Your primary data source must be one of:

  • Data collected through an API using the requests library
  • Self-collected data with proper documentation and consent
  • Complex static datasets requiring significant reshaping

Simple bulk downloads (basic CSVs or pre-made Kaggle datasets) are not acceptable as your main data source unless expressly permitted by Jon, though they can supplement your analysis.

🛠️ Technical Requirements

The scale of this project is similar to ✍️ Mini-Project 2. Only this time, I don’t expect you to write ‘personal reflections’ in the notebooks. Instead, you should make sure whatever code and sections you write are properly documented and explain why you wrote it the way you did so that it is readable and easy to understand by someone else in your team.

⚠️ IMPORTANT: This time, you choose how to organise your repository. Make sure there are no oddities (notebooks in the root folder, data mixed up with notebooks, etc.)!

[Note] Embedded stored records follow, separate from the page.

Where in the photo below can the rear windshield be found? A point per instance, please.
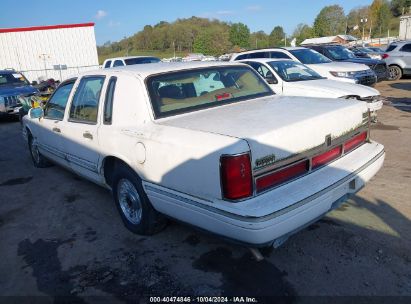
(186, 91)
(340, 53)
(142, 60)
(308, 56)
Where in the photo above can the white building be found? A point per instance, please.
(54, 51)
(405, 28)
(338, 39)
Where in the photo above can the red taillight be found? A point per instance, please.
(326, 157)
(281, 176)
(236, 176)
(355, 142)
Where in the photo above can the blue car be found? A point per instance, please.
(12, 85)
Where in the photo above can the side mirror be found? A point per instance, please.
(36, 113)
(271, 80)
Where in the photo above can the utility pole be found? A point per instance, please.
(44, 57)
(363, 22)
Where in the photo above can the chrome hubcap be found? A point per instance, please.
(394, 72)
(35, 152)
(129, 200)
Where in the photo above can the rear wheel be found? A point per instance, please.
(38, 159)
(135, 209)
(395, 72)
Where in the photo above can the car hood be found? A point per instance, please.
(327, 88)
(282, 126)
(19, 90)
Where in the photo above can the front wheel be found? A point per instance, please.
(395, 72)
(39, 161)
(135, 209)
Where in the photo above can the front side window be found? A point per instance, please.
(261, 69)
(293, 71)
(308, 56)
(141, 60)
(406, 48)
(186, 91)
(84, 107)
(118, 63)
(56, 105)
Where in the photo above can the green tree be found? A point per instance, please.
(240, 34)
(302, 32)
(330, 21)
(398, 6)
(276, 37)
(259, 40)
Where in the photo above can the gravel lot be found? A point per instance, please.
(62, 236)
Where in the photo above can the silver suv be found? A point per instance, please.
(398, 58)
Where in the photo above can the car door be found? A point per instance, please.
(50, 129)
(81, 140)
(405, 52)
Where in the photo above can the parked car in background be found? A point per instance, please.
(376, 49)
(398, 58)
(131, 60)
(12, 85)
(208, 144)
(290, 78)
(342, 54)
(341, 71)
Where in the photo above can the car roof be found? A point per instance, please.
(129, 57)
(145, 70)
(272, 49)
(7, 71)
(264, 60)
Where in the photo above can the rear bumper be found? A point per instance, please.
(270, 217)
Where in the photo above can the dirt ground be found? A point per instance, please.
(61, 236)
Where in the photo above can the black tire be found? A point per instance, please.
(39, 161)
(395, 72)
(144, 219)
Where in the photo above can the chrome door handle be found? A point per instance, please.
(88, 135)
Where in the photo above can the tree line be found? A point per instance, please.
(215, 37)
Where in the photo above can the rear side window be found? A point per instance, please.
(84, 107)
(108, 104)
(406, 48)
(108, 64)
(56, 106)
(118, 63)
(391, 47)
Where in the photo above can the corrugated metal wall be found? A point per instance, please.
(35, 52)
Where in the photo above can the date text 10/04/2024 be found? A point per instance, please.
(203, 300)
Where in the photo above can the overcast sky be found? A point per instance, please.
(116, 19)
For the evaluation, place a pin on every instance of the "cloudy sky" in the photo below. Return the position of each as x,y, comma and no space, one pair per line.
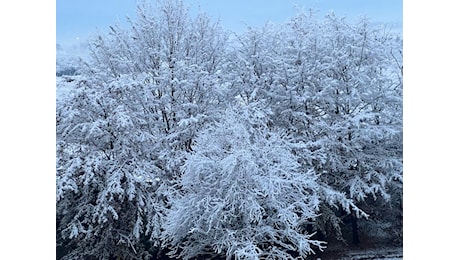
75,20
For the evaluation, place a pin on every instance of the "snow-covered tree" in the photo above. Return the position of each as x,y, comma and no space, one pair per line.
126,126
243,194
337,87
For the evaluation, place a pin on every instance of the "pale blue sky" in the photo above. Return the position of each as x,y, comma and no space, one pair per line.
76,19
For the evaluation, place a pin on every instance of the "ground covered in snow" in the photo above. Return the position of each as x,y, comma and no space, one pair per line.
364,254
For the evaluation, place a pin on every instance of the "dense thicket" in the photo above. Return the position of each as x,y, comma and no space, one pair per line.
176,140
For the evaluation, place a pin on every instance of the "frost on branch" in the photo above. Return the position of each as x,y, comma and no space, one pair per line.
243,195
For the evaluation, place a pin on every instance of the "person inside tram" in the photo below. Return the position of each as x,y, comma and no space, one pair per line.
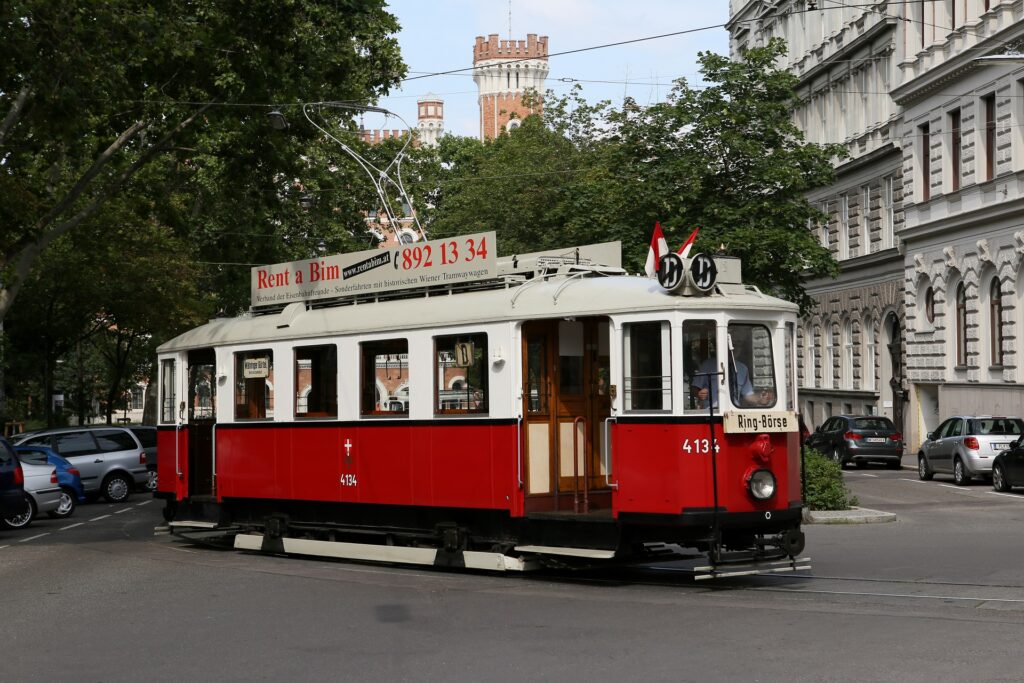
706,381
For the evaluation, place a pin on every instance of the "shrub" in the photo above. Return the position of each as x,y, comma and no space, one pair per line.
825,488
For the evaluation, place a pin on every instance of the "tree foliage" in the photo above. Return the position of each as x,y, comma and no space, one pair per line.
93,93
725,158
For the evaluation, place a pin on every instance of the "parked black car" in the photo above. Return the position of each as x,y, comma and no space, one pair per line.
860,439
1008,468
12,501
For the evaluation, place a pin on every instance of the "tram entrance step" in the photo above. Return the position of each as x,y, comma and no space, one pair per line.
589,553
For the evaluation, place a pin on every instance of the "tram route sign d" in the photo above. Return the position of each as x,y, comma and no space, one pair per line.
451,261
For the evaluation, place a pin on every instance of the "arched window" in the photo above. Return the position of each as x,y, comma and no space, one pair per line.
847,341
828,363
867,358
810,374
995,321
961,325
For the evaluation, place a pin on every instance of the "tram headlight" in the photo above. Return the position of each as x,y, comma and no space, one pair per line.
761,483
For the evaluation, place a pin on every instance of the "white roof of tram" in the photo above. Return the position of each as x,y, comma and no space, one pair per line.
558,296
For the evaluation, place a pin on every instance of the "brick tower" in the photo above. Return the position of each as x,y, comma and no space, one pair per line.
502,79
430,119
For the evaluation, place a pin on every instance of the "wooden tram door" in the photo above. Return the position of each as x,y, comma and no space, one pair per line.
566,398
202,418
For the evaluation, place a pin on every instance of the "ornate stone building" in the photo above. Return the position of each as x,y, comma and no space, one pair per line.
504,72
926,215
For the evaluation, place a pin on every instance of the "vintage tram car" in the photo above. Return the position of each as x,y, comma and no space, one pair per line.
496,414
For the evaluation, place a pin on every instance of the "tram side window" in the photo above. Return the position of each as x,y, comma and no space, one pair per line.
461,374
700,364
751,366
254,385
316,381
384,383
647,381
167,391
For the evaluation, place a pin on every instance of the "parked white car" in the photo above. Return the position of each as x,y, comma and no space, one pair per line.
42,491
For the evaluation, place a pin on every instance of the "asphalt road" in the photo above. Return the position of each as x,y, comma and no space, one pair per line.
937,595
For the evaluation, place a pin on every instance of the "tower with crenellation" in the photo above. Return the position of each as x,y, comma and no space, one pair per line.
504,72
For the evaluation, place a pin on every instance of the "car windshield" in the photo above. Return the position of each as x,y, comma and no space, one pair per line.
986,426
873,423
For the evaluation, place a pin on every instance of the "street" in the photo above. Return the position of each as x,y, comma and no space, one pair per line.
936,595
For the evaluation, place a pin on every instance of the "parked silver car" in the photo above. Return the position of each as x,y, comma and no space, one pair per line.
43,494
966,445
111,459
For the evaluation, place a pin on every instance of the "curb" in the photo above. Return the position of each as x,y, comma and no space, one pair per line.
852,516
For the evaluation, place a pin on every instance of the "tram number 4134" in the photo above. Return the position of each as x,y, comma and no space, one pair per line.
699,446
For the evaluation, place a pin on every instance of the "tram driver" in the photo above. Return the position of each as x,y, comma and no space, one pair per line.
706,381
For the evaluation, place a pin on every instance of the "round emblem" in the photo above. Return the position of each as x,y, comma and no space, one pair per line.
671,271
704,272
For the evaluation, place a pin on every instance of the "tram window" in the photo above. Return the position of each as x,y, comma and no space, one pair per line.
167,391
254,385
461,374
384,385
647,381
700,363
751,366
316,381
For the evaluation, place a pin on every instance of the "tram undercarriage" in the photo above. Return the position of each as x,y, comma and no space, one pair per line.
492,540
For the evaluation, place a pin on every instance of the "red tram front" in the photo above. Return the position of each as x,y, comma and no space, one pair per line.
494,414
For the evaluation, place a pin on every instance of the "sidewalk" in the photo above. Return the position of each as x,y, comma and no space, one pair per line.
852,516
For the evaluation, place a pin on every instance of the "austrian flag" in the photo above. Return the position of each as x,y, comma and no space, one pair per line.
657,247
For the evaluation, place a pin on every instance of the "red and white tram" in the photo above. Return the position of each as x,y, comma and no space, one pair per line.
431,403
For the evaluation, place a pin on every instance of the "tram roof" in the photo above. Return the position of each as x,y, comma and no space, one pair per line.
557,296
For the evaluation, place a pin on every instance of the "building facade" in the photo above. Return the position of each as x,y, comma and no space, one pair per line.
504,71
925,217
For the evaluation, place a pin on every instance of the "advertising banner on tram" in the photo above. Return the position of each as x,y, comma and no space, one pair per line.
451,261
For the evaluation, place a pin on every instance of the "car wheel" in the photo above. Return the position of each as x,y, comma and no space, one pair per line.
961,477
999,478
24,519
67,506
925,472
117,487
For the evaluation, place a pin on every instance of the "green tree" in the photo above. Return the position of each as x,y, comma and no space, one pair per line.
92,93
725,157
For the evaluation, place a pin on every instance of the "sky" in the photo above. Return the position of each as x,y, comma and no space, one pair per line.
438,36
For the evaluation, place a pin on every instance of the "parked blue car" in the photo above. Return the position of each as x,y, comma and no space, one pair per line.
69,478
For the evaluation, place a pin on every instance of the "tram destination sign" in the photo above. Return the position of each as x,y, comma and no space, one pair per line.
452,261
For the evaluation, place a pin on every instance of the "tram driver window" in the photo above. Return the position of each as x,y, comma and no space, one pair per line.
316,381
254,385
647,381
751,366
700,364
461,374
384,378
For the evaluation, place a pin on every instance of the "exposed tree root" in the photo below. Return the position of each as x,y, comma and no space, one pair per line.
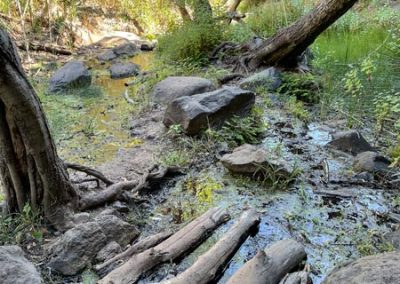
139,247
205,269
271,265
175,246
89,171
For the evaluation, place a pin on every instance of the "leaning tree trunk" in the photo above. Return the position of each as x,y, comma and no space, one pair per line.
30,169
283,48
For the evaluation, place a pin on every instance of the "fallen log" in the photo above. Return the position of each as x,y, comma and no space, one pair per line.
270,265
139,247
175,246
205,269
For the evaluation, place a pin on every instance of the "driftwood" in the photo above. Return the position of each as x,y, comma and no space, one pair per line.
139,247
270,265
46,48
175,246
205,269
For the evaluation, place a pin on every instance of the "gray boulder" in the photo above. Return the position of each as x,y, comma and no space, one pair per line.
198,112
375,269
75,249
350,142
116,229
74,74
172,88
127,49
15,268
370,162
107,56
252,160
124,70
270,79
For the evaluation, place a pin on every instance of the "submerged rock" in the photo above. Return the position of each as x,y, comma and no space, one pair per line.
211,109
375,269
75,249
127,49
15,268
270,79
370,162
252,160
74,74
172,88
124,70
350,141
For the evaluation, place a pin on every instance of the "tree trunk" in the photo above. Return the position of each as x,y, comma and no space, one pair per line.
30,169
270,265
283,48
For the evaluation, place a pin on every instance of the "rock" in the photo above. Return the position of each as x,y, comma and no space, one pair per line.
250,160
15,268
107,56
198,112
172,88
375,269
75,249
370,162
128,49
270,79
74,74
124,70
107,252
350,141
116,229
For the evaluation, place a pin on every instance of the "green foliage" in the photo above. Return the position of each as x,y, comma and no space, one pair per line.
240,130
191,42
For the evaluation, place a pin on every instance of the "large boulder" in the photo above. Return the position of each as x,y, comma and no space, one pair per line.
172,88
375,269
116,229
350,141
211,109
75,249
74,74
252,160
15,268
127,49
124,70
270,79
371,162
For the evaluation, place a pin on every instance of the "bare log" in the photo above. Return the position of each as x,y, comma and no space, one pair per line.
89,171
172,248
205,269
139,247
270,265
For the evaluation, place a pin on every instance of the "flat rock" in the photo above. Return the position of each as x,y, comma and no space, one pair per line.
107,56
109,251
251,160
350,141
74,74
371,162
15,268
172,88
212,109
127,49
75,249
375,269
124,70
116,229
270,79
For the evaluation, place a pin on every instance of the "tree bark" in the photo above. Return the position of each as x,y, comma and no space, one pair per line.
30,169
169,250
270,265
207,266
284,47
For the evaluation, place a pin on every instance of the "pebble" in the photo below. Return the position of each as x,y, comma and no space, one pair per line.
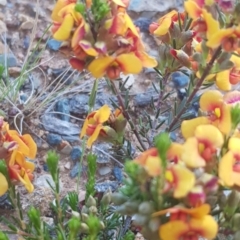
117,172
76,153
11,60
104,170
54,44
75,170
63,107
179,80
105,186
53,139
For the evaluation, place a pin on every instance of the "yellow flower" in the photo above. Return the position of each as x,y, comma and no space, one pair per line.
219,114
93,125
200,149
229,165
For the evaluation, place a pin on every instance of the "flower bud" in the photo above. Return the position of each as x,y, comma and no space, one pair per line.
146,208
232,203
118,198
235,221
84,228
91,202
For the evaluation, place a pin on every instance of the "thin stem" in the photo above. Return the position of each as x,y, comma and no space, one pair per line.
196,88
127,116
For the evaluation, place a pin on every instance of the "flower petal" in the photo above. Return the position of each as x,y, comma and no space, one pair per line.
3,185
217,38
185,180
222,80
102,115
173,230
210,99
188,127
64,31
225,169
206,226
191,156
98,66
129,63
209,133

Here are the key technical requirements:

Required Components

  1. Data Collection & Processing
    • Documented data collection methodology
    • Clear data cleaning and processing steps
    • Data processing happens as early as possible in the workflow, such that all the data used in the analysis notebook(s) comes directly from the database
    • Efficient and well-organised code
    • Use of vectorised operations whenever possible
    • Proper error handling if necessary (e.g., if it is likely that the API will fail, write try... except... blocks to handle the error gracefully)
  2. Database Implementation
    • SQLite database with properly designed schema (data types, primary keys, foreign keys)
    • Table must have at least two tables, and they must be meaningfully connected to each other by foreign keys
    • Appropriate table relationships
    • Database reads and writes at the right times
  3. Analysis & Visualisation
    • At least three distinct visualisations or table summaries
    • Clear narrative flow throughout the website
    • Thoughtful choice of visualisations
    • Good use of pandas (or SQL) to reshape data for analysis
    • Plot titles convey insights, not just describe what’s shown
    • Critical interpretation of quantitative metrics used
    • If advanced techniques are used, they are clearly explained and justified
    • No claims unsubstantiated by the data

Optional Enhancements

  • Interactive dashboards (be careful not to overdo it and not to make it the main point of the website)
  • Multi-page website with navigation
  • Statistical techniques and machine learning models (you must really know what you’re doing as we will raise the level of scrutiny we apply to these)
    • Remember, when in doubt, avoid making strong bold claims and opt for “We believe this [real pattern shown in a plot] is due to […] because [… provide academic literature or other reputable sources to support the claim…]”

🌐 Website Requirement

Instead of a REPORT.md, this time your project must include a narrative website hosted via GitHub Pages. This website tells the story of your analysis and presents your findings to a general audience.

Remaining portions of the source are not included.